Three hours later, after slaw-topped spicy cod tacos that were better than anything than Tess had ever eaten in a restaurant, she was gloomily studying the pile of matches in front of Nate.

“You’re as bad as my grandmother,” she muttered.

He glanced up as he shuffled. “Your grandmother plays poker?”

“Gin rummy. And she cheats.”

Nate laughed as he dealt. “I know. I lost ten bucks to her.”

“When?”

“About six years ago.”

“Where?”

“In Washington. Do you want any cards or not?”

Tess studied her hand with an obvious air of dejection. “Three,” she decided rashly, ignoring Nate’s raised eyebrow as he dealt her three new cards. She struggled to hide her elation as she viewed her hand. Three kings and a pair of eights. A full house. Her luck was finally changing.

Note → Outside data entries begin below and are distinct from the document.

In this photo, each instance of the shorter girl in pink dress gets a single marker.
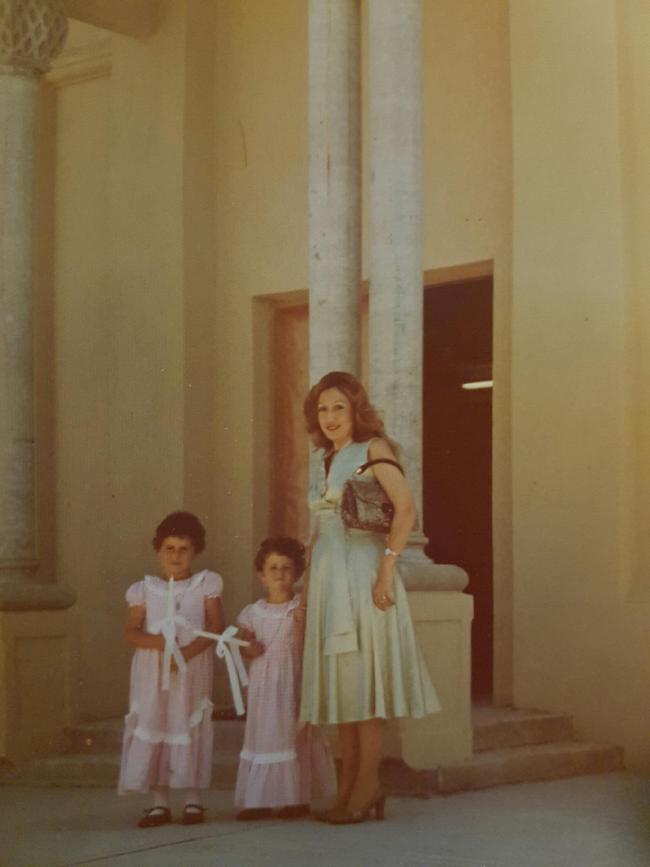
(279, 766)
(168, 730)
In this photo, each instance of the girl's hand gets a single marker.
(382, 591)
(253, 650)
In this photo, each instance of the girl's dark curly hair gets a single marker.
(182, 524)
(286, 546)
(367, 422)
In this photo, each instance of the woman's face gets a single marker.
(335, 417)
(176, 554)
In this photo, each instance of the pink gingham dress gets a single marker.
(168, 733)
(279, 765)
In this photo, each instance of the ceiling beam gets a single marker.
(137, 18)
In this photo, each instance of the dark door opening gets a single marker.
(457, 449)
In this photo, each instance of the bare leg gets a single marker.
(349, 747)
(371, 742)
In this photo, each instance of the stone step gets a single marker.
(97, 770)
(499, 727)
(528, 764)
(106, 736)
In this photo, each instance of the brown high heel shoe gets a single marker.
(353, 817)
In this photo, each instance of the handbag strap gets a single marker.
(369, 464)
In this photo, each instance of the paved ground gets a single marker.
(601, 821)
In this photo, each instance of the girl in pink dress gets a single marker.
(168, 729)
(279, 766)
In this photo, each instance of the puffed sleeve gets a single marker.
(213, 585)
(135, 594)
(245, 619)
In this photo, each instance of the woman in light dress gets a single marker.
(361, 665)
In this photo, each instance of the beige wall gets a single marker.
(582, 642)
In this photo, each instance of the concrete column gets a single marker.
(395, 316)
(334, 185)
(32, 32)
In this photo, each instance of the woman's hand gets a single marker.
(382, 591)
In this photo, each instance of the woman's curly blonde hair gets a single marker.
(367, 422)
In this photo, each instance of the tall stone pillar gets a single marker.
(32, 32)
(396, 293)
(334, 186)
(442, 618)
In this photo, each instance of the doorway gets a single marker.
(457, 449)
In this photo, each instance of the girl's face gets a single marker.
(176, 554)
(278, 576)
(335, 417)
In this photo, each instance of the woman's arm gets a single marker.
(134, 633)
(300, 613)
(214, 622)
(404, 517)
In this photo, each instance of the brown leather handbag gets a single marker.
(364, 503)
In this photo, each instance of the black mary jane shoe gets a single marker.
(193, 814)
(154, 817)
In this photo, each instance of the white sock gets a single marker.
(193, 796)
(160, 796)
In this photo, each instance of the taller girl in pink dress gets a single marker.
(168, 730)
(279, 767)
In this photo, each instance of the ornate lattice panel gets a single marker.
(32, 32)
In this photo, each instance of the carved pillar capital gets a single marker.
(32, 33)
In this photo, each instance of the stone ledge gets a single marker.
(29, 595)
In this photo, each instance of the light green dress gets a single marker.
(359, 662)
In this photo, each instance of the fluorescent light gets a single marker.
(475, 386)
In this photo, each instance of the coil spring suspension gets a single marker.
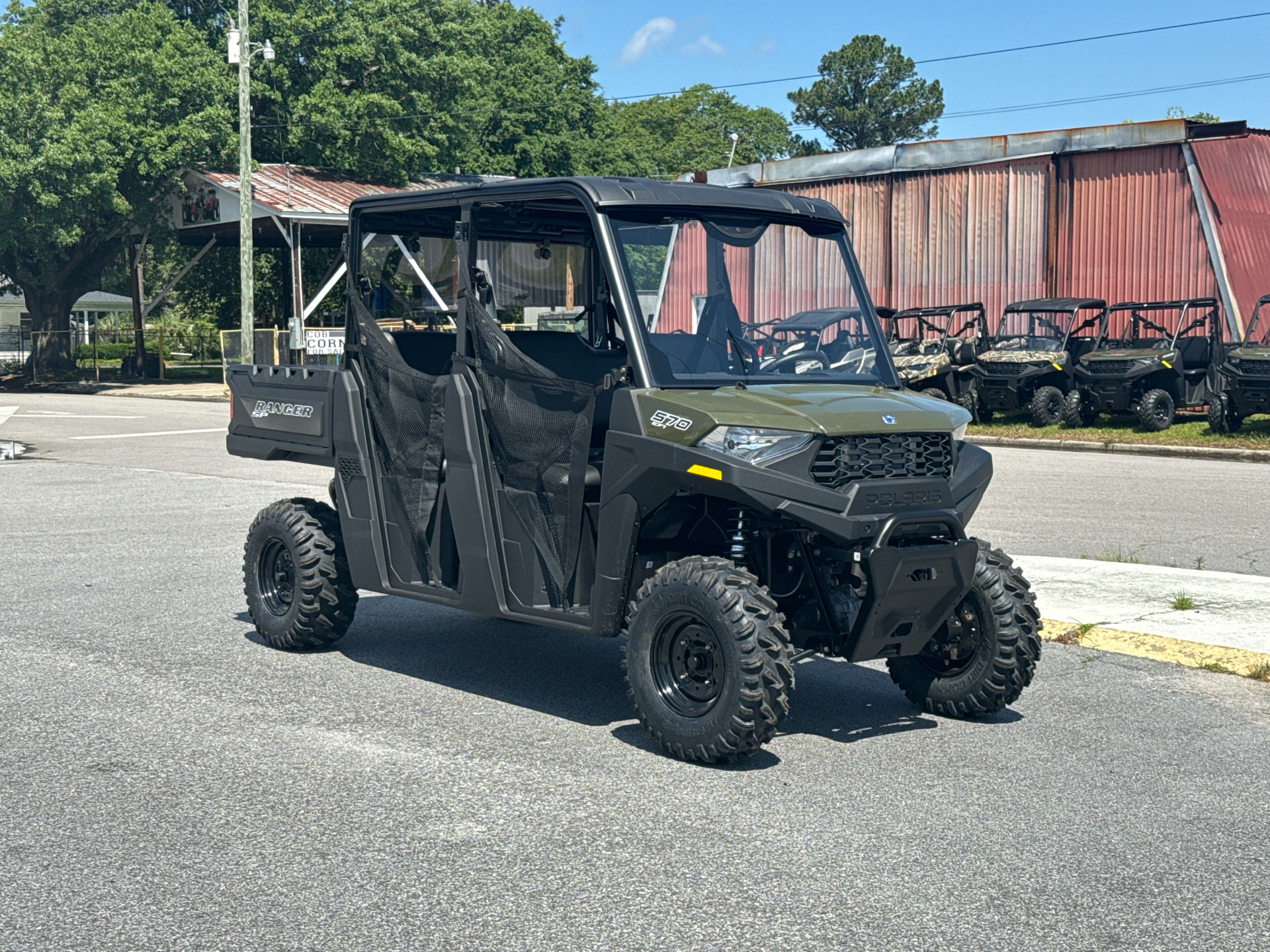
(742, 535)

“In Washington D.C.?” she asked with more calm than she was feeling at the moment.

“Not the state,” Nate agreed easily. “I’ll stand pat.”

Tess eyed the cards he held fanned in his hand, wishing she had X-ray vision. He had nice fingers, she considered irrelevantly. As her imagination conjured up dreams of those fingers leaving trails of exquisite lightning over her body, Tess jerked her mutinous mind back to the game.

Did he have a hand that could beat hers? That was what she should be considering. Lifting her gaze, Tess fully understood the term poker face. Nate’s inscrutable expression gave nothing away. She wondered if that skill had come in handy while he’d been away in war zones and decided, like his being able to move without making a sound, it probably had.

“What were you and my grandmother doing playing cards in D.C.?”

“There wasn’t room in the holding cell to play basketball. Are you going to play cards or talk?”

“I’m playing.” Deciding that he had to be bluffing, Tess put two matches in the pot. “I’m afraid to ask what you two were doing sharing a jail cell.”

“I’ll see you and raise you five matches. We were waiting for our attorneys to show up with the bail money.”